Tuesday, October 21, 2008

Disappearing Workers

A few weeks ago I noticed my HP cube-mate wasn't there Monday morning. I thought he took the day off, or was on vacation. A few days go by and we start asking around. No one knows anything. A couple of weeks go by and we're forced to assume he's been layed off.

Being contract workers we are not privy to any meetings or company info. We don't get two weeks notice or even a chance to tell our friends we won't be back. One of the funny aspects of this is that these people's desks/cubes are left just as they were, as if they simply went home for the day. The desks are piles of papers. Equipment is left in mid-experiment.
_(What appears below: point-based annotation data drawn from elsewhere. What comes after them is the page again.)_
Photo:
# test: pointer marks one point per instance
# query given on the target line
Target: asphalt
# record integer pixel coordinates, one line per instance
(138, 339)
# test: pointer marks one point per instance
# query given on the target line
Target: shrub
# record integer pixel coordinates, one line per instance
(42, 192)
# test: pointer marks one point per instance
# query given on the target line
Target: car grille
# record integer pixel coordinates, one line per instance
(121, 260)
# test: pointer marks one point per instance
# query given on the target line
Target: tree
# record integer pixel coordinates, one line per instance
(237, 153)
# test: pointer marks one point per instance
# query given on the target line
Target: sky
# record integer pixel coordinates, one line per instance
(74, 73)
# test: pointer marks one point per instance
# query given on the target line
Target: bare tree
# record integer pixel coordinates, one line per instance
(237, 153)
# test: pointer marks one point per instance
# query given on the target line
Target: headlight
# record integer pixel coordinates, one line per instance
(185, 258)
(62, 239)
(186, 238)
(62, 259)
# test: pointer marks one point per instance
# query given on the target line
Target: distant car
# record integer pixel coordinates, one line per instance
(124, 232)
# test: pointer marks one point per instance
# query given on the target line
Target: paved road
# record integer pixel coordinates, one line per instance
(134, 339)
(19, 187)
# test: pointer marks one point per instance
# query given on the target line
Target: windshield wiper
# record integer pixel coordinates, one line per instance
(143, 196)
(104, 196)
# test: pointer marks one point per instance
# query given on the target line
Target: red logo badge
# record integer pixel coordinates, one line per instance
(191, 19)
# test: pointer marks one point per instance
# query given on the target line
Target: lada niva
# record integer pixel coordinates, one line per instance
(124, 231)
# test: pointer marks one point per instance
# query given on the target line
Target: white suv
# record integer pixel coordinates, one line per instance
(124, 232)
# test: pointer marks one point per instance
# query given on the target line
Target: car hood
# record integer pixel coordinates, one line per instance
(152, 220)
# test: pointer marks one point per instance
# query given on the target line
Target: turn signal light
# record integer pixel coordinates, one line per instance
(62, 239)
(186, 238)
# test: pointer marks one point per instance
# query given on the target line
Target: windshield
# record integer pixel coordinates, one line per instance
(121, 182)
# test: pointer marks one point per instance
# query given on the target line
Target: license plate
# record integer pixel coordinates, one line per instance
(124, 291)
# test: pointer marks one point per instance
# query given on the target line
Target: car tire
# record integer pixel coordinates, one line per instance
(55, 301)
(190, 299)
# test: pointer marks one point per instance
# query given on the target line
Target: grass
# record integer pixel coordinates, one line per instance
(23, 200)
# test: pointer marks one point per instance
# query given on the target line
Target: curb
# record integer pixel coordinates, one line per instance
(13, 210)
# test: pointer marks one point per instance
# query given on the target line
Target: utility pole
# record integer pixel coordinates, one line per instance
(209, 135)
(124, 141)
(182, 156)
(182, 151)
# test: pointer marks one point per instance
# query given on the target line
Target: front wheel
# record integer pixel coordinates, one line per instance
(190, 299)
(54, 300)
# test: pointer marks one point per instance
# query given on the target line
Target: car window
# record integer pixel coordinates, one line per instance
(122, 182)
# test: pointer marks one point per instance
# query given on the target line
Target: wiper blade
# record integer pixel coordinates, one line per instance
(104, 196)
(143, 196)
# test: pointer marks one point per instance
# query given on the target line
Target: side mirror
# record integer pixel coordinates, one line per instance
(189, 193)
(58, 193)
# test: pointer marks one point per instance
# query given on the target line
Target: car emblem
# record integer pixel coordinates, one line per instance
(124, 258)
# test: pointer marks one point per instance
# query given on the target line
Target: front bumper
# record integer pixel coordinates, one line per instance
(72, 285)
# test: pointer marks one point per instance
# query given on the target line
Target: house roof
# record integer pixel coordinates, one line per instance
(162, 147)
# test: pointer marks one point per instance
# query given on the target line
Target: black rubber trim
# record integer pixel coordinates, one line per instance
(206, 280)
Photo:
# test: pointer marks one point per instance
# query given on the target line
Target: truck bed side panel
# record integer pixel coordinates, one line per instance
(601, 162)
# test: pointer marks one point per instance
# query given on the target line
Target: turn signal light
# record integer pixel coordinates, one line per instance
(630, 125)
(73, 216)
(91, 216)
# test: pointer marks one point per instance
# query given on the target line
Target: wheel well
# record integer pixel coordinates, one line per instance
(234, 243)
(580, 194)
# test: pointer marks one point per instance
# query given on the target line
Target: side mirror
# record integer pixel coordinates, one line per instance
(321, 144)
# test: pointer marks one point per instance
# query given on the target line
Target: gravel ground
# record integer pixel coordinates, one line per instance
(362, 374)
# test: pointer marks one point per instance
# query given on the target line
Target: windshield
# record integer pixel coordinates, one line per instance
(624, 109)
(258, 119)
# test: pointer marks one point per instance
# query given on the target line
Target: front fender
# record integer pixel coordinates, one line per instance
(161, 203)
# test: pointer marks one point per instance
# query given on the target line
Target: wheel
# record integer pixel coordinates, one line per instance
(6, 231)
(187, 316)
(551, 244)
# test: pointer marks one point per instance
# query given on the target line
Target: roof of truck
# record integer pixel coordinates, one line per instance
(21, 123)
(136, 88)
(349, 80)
Yesterday Roger, across the aisle from me, didn't show up. We heard he'd been layed off. His cube looks completely untouched. The only indication is his white-board where he's crossed out his name and wrote a note:

"So long and thanks for all the fish! R.M."


Greg said...

I hope you understand the literary reference. It's the title of Douglas Adams' "fourth" volume in the Hitchhiker's Guide Trilogy (It's what the dolphins said when leaving the planet just before it was destroyed by the Vogons).
The satire is obvious, but the reminder is keep your resume updated, and as Adams put it in the first page of HGG: "Don't Panic".

Gordon R. Durand said...

On days with impossible deadlines, incompetent bosses, lame-brained co-workers, and computer malfunctions, I've always comforted myself with this thought: "What's the worst that could happen?"

The worst that could possibly happen is that I could be given 15 minutes to clean out my desk. That's it. That's all. That's the worst. Next to that everything else is a joke.

Somehow, for me anyway, that has always been a stress reliever.